La compañía de software de seguridad Sophos advirtió sobre ataques cibernéticos dirigidos a una vulnerabilidad crítica recientemente abordada en su producto de firewall.
El problema, rastreado como CVE-2022-3236 (puntuación CVSS: 9,8), afecta a Sophos Firewall v19.0 MR1 (19.0.1) y versiones anteriores y se refiere a una vulnerabilidad de inyección de código en los componentes del Portal de usuario y Webadmin que podría provocar la ejecución remota de código.
La empresa dijo «ha observado que esta vulnerabilidad se usa para apuntar a un pequeño conjunto de organizaciones específicas, principalmente en la región del sur de Asia», y agregó que notificó directamente a estas entidades.
Como solución alternativa, Sophos recomienda que los usuarios tomen medidas para asegurarse de que el Portal de usuario y Webadmin no estén expuestos a la WAN. Alternativamente, los usuarios pueden actualizar a la última versión compatible:
- v19.5 disponibilidad general
- v19.0 MR2 (19.0.2)
- v19.0 GA, MR1 y MR1-1
- v18.5 MR5 (18.5.5)
- v18.5 GA, MR1, MR1-1, MR2, MR3 y MR4
- v18.0 MR3, MR4, MR5 y MR6
- v17.5 MR12, MR13, MR14, MR15, MR16 y MR17
- v17.0 MR10
Los usuarios que ejecutan versiones anteriores de Sophos Firewall deben actualizar para recibir las protecciones más recientes y las correcciones pertinentes.
El desarrollo marca la segunda vez que una vulnerabilidad de Sophos Firewall ha sido objeto de ataques activos en un año. A principios de marzo, se utilizó otra falla (CVE-2022-1040) para apuntar a organizaciones en la región del sur de Asia.

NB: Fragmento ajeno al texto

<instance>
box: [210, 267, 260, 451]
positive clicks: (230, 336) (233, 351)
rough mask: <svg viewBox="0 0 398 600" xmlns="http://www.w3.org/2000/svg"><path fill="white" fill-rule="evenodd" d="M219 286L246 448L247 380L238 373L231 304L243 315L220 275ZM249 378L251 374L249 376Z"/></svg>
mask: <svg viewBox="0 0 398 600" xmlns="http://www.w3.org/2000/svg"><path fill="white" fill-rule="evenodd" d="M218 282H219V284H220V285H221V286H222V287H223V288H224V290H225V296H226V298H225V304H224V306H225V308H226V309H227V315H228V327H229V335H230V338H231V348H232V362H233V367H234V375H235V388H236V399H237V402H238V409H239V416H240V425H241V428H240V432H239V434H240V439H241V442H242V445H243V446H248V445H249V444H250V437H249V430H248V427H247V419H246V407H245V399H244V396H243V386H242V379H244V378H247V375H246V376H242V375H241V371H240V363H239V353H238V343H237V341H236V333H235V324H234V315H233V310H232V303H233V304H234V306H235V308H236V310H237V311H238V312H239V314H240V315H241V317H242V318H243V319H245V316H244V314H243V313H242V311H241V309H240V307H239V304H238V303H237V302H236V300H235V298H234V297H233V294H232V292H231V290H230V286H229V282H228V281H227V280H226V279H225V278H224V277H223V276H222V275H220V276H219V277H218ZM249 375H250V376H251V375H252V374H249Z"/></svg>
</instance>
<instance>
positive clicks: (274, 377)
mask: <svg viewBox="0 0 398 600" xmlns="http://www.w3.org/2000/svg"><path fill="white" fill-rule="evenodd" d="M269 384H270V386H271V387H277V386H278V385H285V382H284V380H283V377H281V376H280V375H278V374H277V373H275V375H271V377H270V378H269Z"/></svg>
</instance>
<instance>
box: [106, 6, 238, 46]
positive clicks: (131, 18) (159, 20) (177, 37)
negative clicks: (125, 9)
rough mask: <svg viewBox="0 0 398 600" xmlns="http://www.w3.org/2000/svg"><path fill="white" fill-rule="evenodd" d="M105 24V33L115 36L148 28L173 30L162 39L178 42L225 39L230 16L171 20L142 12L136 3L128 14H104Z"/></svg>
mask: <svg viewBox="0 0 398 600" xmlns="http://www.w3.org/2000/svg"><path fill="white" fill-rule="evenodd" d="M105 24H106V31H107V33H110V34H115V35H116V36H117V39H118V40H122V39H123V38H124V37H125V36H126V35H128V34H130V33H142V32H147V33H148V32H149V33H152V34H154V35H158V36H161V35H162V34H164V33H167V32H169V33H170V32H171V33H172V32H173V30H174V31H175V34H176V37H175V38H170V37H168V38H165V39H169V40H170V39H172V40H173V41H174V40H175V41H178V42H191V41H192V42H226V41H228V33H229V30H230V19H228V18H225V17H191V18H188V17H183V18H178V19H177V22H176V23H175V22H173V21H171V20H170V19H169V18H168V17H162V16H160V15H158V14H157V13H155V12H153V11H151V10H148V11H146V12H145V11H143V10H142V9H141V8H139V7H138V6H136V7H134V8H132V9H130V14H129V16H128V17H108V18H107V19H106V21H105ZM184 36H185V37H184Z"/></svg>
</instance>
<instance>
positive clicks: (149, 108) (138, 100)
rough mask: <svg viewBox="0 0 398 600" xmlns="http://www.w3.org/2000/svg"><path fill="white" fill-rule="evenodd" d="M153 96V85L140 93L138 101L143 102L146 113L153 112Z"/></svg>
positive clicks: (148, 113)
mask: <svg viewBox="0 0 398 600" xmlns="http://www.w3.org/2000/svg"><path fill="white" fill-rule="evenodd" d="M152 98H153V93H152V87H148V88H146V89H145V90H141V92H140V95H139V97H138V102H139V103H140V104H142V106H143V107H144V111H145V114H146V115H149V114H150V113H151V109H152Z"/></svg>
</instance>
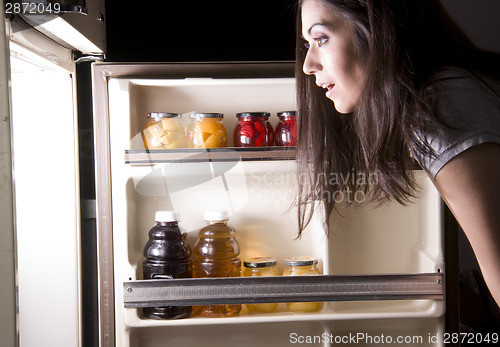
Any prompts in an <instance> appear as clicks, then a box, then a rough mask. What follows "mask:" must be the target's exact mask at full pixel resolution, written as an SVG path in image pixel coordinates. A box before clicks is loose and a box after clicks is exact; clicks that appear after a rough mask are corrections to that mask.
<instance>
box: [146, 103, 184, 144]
mask: <svg viewBox="0 0 500 347" xmlns="http://www.w3.org/2000/svg"><path fill="white" fill-rule="evenodd" d="M181 117H182V115H180V114H178V113H166V112H152V113H148V123H147V125H146V129H145V130H144V131H143V140H144V147H145V148H146V149H170V148H186V147H187V141H186V132H185V130H184V127H183V126H182V124H181Z"/></svg>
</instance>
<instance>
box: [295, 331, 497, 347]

Luego, en junio de 2022, la firma de seguridad cibernética Volexity compartió más detalles de la campaña de ataque, atribuyendo las intrusiones a una amenaza persistente avanzada (APT) china conocida como DriftingCloud.
Los dispositivos de firewall de Sophos también han sido atacados anteriormente para implementar lo que se denomina Troyano Asnarök en un intento de desviar información confidencial.